Alina Fernandez speaks to an audience at McDaniel College on Oct. 11, 2018. (Mario Fernandez / McDaniel Free Press).

On Thursday, Oct. 11, the Office of Diversity and Inclusion, alongside the Hispano-LatinX Alliance, welcomed the daughter of Fidel Castro to the McDaniel campus. Alina Fernández gave an account of her time in Cuba, her father, and the changes taking place on the island now.

She began by introducing herself, but importantly included her maternal last name, “Revuelta” meaning “revolted” or “rebelled.” Further going into the meaning of “revolution,” she explained it in social sciences as a “moment in history, a transition.” Most “bizarre” for her, however, is that she comes from a country in which the revolution is “endless.” She aimed to use her story as a vehicle for the campus to understand her “Cuban fellows, and an island, the Cuban island, so close to America and at the same time so far away and so distant.”

The military coup by Batista, a Cuban general, threw the country into chaos, she said. Due to the regime’s violent and inhumane tactics, many Cubans created underground opposition groups, one of which was Fidel Castro. Due to such a movement, her mother and Fidel’s relationship began, as she gave Fidel’s movement a safe meeting place and also distributed political manifesto, stored and bought weapons, and created uniforms.

Fernández spoke of her mother’s and Fidel’s developing relationship through love letters while Fidel was in prison. She recalled one morning in which she was watching cartoons, and the channel changed to shouts of “Viva Cuba Libre” meaning “Long Live Free Cuba.” Such chanting came because Batista, the aforementioned dictator, fled the country the night before, and Fidel’s revolution triumphed. However, for many, this is where Fernández’s account becomes highly insightful.

She spoke of Fidel’s charisma throwing the people into a fervor of happiness, however, those same people, once shouting “Viva Cuba Libre then began shouting “paredón” meaning “execution wall.” For Fernández and thousands of other Cubans, the previous dictatorship had been changed into a similarly brutal regime. Executions of previous military members became commonplace, and Fernández’s family, aside from her mother and Fidel, had fled the country.

She claimed that the “streets themselves had changed,” and “everything had disappeared.” There was destruction of hotels, parking meters, and other pieces of private property, because they were “symbols of tyranny.” “Even Christmas became something bad, it was a capitalistic celebration,” she claimed.
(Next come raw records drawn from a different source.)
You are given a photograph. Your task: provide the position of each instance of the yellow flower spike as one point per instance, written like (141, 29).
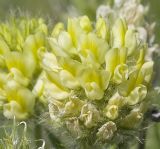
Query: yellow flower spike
(121, 73)
(65, 42)
(56, 49)
(94, 82)
(4, 49)
(55, 89)
(57, 29)
(106, 131)
(137, 95)
(128, 85)
(55, 109)
(112, 60)
(123, 55)
(92, 49)
(130, 41)
(102, 30)
(117, 100)
(74, 30)
(17, 75)
(141, 58)
(73, 107)
(13, 109)
(118, 33)
(69, 72)
(49, 62)
(85, 24)
(89, 115)
(34, 42)
(132, 119)
(20, 103)
(145, 73)
(112, 112)
(21, 62)
(73, 125)
(115, 103)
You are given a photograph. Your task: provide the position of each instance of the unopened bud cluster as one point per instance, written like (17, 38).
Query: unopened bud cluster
(95, 77)
(20, 40)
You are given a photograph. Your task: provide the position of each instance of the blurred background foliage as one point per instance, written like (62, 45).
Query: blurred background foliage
(60, 10)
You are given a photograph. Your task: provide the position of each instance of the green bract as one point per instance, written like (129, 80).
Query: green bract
(95, 77)
(20, 41)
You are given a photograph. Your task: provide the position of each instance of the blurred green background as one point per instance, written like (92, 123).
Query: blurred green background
(59, 10)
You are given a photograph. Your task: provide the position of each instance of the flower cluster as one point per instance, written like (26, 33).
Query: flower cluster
(135, 14)
(20, 40)
(95, 77)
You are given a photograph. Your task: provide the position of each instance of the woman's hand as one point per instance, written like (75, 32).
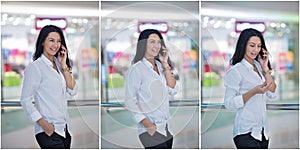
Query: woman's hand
(262, 89)
(48, 127)
(163, 56)
(62, 57)
(263, 60)
(151, 128)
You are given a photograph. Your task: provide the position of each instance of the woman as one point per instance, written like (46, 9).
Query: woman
(149, 86)
(47, 85)
(248, 85)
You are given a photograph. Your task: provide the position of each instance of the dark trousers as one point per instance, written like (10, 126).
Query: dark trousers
(157, 140)
(55, 141)
(246, 141)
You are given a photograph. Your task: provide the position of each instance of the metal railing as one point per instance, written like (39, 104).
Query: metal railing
(173, 103)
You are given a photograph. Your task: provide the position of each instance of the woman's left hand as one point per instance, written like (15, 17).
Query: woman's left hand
(62, 56)
(164, 56)
(263, 60)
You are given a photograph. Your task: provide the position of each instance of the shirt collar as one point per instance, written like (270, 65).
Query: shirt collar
(46, 60)
(248, 65)
(147, 63)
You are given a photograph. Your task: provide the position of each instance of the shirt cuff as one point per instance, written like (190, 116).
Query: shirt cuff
(72, 92)
(271, 95)
(239, 102)
(139, 117)
(173, 91)
(35, 116)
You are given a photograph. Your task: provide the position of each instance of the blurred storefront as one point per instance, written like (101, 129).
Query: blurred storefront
(20, 26)
(221, 24)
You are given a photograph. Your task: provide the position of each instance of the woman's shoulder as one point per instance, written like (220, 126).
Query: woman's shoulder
(34, 65)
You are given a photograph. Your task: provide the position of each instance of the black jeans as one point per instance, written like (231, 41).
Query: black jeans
(157, 141)
(246, 141)
(55, 141)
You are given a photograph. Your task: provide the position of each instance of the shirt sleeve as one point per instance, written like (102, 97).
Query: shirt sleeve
(72, 92)
(272, 95)
(133, 84)
(173, 91)
(31, 82)
(233, 99)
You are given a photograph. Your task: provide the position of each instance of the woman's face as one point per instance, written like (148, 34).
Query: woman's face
(252, 48)
(51, 44)
(153, 46)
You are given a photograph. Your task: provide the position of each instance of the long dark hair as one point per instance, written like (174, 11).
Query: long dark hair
(242, 44)
(39, 48)
(142, 45)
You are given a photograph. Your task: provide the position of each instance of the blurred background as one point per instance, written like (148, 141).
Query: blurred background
(21, 22)
(221, 24)
(121, 23)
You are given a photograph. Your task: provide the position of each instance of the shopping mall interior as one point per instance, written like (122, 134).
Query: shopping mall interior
(21, 22)
(201, 37)
(221, 24)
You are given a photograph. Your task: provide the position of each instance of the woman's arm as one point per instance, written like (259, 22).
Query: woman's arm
(269, 79)
(68, 77)
(260, 89)
(171, 82)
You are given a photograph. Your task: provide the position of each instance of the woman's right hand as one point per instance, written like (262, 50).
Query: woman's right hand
(48, 127)
(151, 127)
(151, 130)
(262, 89)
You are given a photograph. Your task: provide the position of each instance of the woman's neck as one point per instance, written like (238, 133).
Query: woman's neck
(51, 58)
(251, 61)
(151, 60)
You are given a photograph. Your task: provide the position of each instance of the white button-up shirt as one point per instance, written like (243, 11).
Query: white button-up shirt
(251, 116)
(45, 95)
(147, 95)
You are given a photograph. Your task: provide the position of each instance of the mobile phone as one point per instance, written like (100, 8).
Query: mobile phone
(262, 54)
(162, 52)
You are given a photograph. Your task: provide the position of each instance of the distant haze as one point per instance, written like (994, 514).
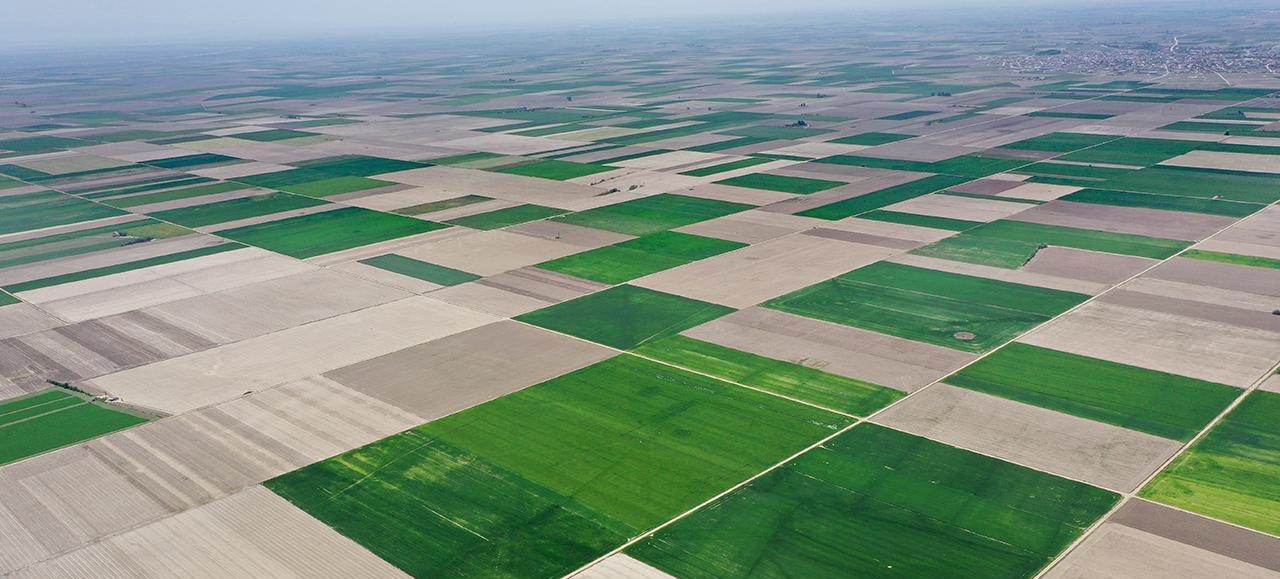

During such a time, Fidel’s visits to Fernández’s home became commonplace, with her claiming that “he would move from the TV to the living room, just like that. And that became the beginning of the endless revolution in Cuba.”

Fear had become such a customary emotion, that parents worried for the safety of their own children, therefore, many were sent away to families in the United States. With such a statement, Fernández claimed that the “family was the first institution that was destroyed by the revolution.” People were blocked from leaving the country, religion was suppressed, and was later followed by the shutting down of freedom of speech and the press.

As an adolescent, once the country knew that Fernández was Fidel’s daughter, she would be approached by people with their “petitions, problems, and tragedies, hoping that [she] would be the messenger to the man that had absolute power over their lives,” she continued, “those are always the victims, you must be in real desperation to approach a child expecting him to be helpful.” She added that it was “hard to go to school, and there is a line in front of your house, and what is worse is that you can’t do anything to help.”

Because of the Cuban crisis, Fernández tried to avoid her parental ancestry; no matter how hard she tried, though, it was futile. She publicly joined the dissident movement, becoming one of the “gusanos” or “worms” that betrayed the revolution.

She concluded with a short summary of Cuba during the 90’s after the fall of the Soviet Union. Food and water became scarce, life became harder overall, and her daughter could not receive an education, so Fernández “abandoned” her country in 1993. Her daughter followed mere months later.

Fernández returned to Cuba after more than 20 years to take care of her sick mother, only to find a Cuba “with the will to change.” There are changes occurring in the country, small changes, but Fernández is hopeful that such change will lead to a “different way of life and different society, in which freedom will prevail.”